Personal information
- Full name: Michael Joseph Forgeron
- Born: 24 January 1966 (age 60) Main-à-Dieu, Nova Scotia, Canada
- Height: 6 ft 6 in (198 cm)
- Weight: 216 lb (98 kg)

Medal record
Men's rowing
Representing Canada
Olympic Games
| Gold medal – first place | 1992 Barcelona | Eight |
Pan American Games
| Silver medal – second place | 1991 Havana | Coxless apirs |
| Bronze medal – third place | 1991 Havana | Eights |
Summer Universiade
| Silver medal – second place | 1993 Buffalo | Quadruple sculls |

= Michael Forgeron =

Canadian rower

Michael Joseph "Mike" Forgeron (born 24 January 1966, in Main-à-Dieu, Nova Scotia) is a rower from Canada.
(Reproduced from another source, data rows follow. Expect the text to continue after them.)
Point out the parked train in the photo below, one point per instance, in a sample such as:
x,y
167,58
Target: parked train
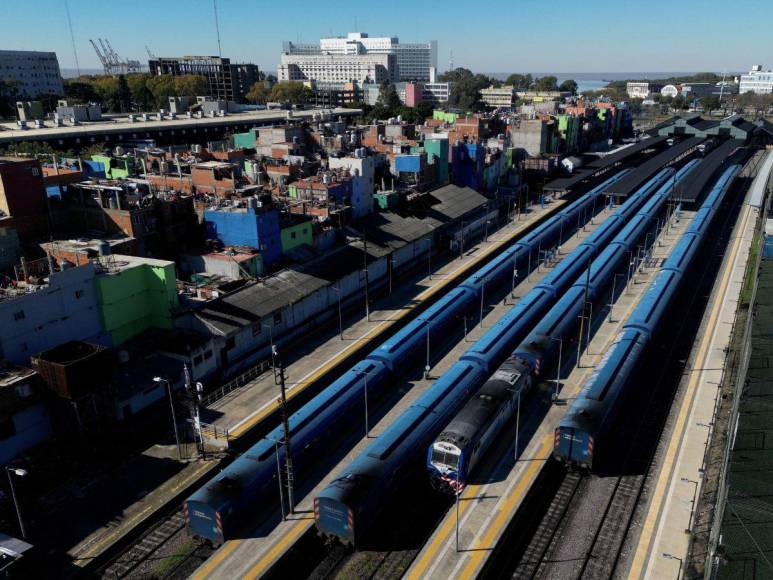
x,y
464,441
249,484
584,425
348,505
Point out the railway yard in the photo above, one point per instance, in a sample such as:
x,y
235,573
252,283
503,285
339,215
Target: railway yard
x,y
619,293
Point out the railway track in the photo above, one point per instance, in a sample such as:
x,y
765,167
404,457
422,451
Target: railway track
x,y
150,543
584,530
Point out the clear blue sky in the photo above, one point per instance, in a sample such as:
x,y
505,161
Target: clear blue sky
x,y
493,36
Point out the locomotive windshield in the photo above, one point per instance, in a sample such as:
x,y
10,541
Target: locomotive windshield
x,y
444,455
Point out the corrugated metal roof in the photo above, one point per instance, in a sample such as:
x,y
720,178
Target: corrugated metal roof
x,y
633,180
384,232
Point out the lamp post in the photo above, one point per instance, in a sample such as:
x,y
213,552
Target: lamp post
x,y
558,368
692,503
19,472
672,557
340,317
426,366
174,416
279,479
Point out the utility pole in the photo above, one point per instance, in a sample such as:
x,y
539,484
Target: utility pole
x,y
279,379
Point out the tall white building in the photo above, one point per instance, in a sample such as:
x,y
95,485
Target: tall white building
x,y
35,73
757,81
413,60
337,68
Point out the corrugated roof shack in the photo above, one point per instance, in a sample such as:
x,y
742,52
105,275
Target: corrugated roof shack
x,y
291,302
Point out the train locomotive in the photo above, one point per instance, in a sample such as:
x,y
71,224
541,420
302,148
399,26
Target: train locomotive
x,y
464,441
584,425
249,484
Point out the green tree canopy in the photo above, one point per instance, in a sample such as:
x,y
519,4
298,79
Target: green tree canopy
x,y
291,92
520,82
258,93
387,97
544,84
569,85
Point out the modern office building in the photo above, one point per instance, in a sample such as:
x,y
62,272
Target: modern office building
x,y
413,61
642,90
227,82
338,68
35,73
757,81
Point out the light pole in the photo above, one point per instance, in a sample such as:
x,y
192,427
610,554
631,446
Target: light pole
x,y
19,472
174,416
612,296
426,366
688,530
672,557
271,335
340,317
558,368
482,292
279,479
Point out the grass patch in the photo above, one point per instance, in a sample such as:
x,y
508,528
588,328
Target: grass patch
x,y
168,563
751,270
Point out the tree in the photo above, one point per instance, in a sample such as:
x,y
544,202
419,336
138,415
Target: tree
x,y
710,103
387,97
546,84
80,90
569,85
258,93
520,82
291,92
141,96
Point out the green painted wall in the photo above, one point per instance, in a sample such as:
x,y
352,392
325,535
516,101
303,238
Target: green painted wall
x,y
116,167
246,140
138,297
302,233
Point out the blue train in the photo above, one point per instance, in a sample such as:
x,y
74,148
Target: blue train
x,y
583,426
464,441
249,484
348,505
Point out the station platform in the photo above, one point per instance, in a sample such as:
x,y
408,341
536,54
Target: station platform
x,y
245,407
242,409
486,509
255,555
665,532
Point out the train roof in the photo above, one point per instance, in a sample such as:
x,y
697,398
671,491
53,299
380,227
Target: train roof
x,y
633,180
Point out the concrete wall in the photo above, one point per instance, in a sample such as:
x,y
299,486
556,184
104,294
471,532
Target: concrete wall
x,y
66,310
137,298
32,426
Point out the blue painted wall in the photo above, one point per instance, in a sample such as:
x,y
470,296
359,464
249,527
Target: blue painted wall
x,y
256,229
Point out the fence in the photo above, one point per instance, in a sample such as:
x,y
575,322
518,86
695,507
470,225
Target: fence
x,y
236,383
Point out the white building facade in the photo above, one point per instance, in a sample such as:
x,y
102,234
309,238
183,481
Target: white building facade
x,y
337,68
35,73
413,60
757,81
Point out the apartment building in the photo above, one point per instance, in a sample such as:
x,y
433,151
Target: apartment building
x,y
35,73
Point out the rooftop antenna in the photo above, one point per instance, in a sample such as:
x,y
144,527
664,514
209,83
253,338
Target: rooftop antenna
x,y
72,37
217,27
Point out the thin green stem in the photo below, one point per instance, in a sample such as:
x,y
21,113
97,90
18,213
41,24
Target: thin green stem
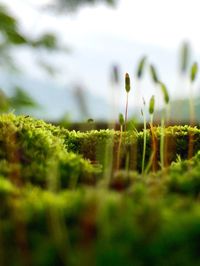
x,y
119,148
162,142
126,112
144,142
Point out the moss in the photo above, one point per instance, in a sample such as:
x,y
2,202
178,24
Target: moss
x,y
151,219
94,144
31,149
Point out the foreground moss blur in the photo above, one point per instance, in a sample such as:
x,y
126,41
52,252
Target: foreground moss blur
x,y
58,208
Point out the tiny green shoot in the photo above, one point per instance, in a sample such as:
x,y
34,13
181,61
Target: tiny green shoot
x,y
154,74
141,65
144,135
127,88
166,101
121,123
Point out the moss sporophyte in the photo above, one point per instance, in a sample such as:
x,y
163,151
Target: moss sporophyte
x,y
63,213
127,88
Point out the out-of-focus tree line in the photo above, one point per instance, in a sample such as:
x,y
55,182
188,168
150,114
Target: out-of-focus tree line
x,y
12,37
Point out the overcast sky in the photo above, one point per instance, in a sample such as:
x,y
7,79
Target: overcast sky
x,y
101,36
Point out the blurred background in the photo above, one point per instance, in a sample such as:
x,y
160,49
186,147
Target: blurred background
x,y
65,60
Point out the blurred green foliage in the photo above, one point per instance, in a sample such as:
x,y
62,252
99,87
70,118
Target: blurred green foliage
x,y
138,219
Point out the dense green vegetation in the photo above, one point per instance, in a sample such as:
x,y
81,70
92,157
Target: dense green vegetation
x,y
59,208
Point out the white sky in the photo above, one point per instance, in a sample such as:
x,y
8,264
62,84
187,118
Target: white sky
x,y
101,36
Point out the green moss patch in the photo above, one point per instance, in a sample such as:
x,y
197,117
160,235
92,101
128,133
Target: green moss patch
x,y
50,216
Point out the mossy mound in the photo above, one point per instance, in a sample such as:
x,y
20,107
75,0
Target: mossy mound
x,y
102,146
125,219
32,151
He competed at two consecutive Summer Olympics, starting in 1992. At his debut, he was a member of the team that won the gold medal in the Men's Eights (3 seat) making Forgeron the first Olympic Gold Medalist in Atlantic Canada. In the 1996 Olympics, he competed in the Men's Double Sculls. Forgeron was also in the Pan Am Games in a coxed pair straight six (stroke) earning a bronze medal along with a pair earning a silver medal.